By Kim Ghattas
The US government has wasted $30bn (£18bn) in contracts in Afghanistan and Iraq over the last decade, according to a bi-partisan spending commission.
The commission on wartime contracting blamed an over-reliance on contractors, poor planning and fraud for the waste.
It had evidence of lax accountability and inadequate competition, it said.
Writing in the Washington Post, the report's authors warn that investments in the two countries could be wasted even after US involvement there ends.
Among the examples cited were a $40m prison for Iraq that the country did not want and was never completed.
US-funded projects in those two countries also risk going to waste because host governments are unable or unwilling to sustain them.

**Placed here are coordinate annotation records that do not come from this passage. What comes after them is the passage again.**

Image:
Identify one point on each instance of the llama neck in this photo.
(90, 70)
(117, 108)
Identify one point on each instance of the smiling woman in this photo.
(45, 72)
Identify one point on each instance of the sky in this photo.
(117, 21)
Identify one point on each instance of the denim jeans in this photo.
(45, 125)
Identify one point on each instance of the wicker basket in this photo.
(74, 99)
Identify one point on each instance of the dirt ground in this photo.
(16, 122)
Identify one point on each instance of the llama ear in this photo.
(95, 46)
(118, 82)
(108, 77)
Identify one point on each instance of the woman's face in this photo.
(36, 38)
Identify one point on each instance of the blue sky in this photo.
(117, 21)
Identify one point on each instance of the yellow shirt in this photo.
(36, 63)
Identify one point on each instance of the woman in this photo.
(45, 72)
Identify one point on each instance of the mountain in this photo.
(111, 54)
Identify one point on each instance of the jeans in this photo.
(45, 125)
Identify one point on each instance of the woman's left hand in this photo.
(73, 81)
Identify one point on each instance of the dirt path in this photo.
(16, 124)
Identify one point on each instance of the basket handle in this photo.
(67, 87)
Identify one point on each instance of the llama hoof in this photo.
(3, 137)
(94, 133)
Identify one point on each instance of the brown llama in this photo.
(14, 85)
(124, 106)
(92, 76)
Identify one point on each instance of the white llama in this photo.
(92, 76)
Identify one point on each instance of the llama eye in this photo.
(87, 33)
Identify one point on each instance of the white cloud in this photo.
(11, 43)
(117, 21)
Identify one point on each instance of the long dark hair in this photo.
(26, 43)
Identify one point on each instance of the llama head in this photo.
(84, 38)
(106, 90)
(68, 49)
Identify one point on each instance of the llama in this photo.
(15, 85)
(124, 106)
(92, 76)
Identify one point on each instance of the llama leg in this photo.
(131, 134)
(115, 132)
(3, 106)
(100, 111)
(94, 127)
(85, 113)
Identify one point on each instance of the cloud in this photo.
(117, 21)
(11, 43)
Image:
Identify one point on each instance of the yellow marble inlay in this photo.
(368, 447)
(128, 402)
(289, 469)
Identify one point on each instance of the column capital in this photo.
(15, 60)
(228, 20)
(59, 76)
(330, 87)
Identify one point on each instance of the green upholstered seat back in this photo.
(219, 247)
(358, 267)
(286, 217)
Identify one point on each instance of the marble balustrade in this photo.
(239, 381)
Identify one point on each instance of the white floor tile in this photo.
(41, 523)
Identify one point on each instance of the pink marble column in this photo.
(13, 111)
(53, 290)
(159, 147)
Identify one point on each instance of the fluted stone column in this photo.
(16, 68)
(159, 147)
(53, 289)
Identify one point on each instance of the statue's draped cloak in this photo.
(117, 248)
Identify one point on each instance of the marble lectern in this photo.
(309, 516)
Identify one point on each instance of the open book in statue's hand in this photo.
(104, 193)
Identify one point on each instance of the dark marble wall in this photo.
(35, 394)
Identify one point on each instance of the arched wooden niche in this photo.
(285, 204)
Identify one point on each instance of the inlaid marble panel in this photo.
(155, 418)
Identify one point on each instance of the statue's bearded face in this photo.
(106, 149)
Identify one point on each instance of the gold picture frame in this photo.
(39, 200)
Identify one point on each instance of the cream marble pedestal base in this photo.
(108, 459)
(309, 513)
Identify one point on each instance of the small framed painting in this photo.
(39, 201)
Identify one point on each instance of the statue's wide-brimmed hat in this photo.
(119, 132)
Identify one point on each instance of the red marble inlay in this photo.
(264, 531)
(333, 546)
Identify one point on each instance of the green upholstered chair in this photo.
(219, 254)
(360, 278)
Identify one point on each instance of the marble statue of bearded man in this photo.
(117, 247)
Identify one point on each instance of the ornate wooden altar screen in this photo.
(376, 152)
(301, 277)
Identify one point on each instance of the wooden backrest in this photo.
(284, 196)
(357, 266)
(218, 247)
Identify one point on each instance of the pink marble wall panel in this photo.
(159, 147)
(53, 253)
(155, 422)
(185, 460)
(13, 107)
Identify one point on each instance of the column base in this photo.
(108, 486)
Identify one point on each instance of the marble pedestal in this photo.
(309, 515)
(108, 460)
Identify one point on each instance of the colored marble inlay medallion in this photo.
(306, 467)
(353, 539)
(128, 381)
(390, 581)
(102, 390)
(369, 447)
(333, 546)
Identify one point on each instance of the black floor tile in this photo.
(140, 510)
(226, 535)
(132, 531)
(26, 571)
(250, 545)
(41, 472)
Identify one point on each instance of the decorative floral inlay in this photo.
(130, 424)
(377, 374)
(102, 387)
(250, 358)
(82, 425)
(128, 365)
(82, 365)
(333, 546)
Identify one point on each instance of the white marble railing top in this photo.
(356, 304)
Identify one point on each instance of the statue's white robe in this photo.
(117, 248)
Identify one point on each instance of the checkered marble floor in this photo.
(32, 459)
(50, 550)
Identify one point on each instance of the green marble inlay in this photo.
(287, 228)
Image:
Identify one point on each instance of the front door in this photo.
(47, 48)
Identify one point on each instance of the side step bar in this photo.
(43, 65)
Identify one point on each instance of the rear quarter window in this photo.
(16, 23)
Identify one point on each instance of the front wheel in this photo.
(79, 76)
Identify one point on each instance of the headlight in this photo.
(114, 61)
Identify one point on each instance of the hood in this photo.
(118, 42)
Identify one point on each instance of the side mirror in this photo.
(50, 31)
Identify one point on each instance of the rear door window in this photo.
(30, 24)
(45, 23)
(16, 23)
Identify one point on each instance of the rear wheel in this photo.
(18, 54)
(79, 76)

In one case, $300m was poured into a sophisticated power plant in Kabul which the Afghan government will not be able to run, and a programme worth $11.4bn of facilities for the Afghan National security forces is likely to be unsustainable.
The commission's report is due to be published on Wednesday but its authors, who include former government officials and lawmakers, have already published an opinion piece in the Washington Post, blaming both the government and contractors for the waste.
The article makes the obvious recommendation to be more rigorous when deciding whether a project should be contracted out but it also recommends cancelling or modifying projects that are not sustainable.
Beyond just a disservice to taxpayers, the report says that the waste fosters corruption in host countries and diminishes the standing and influence of the US.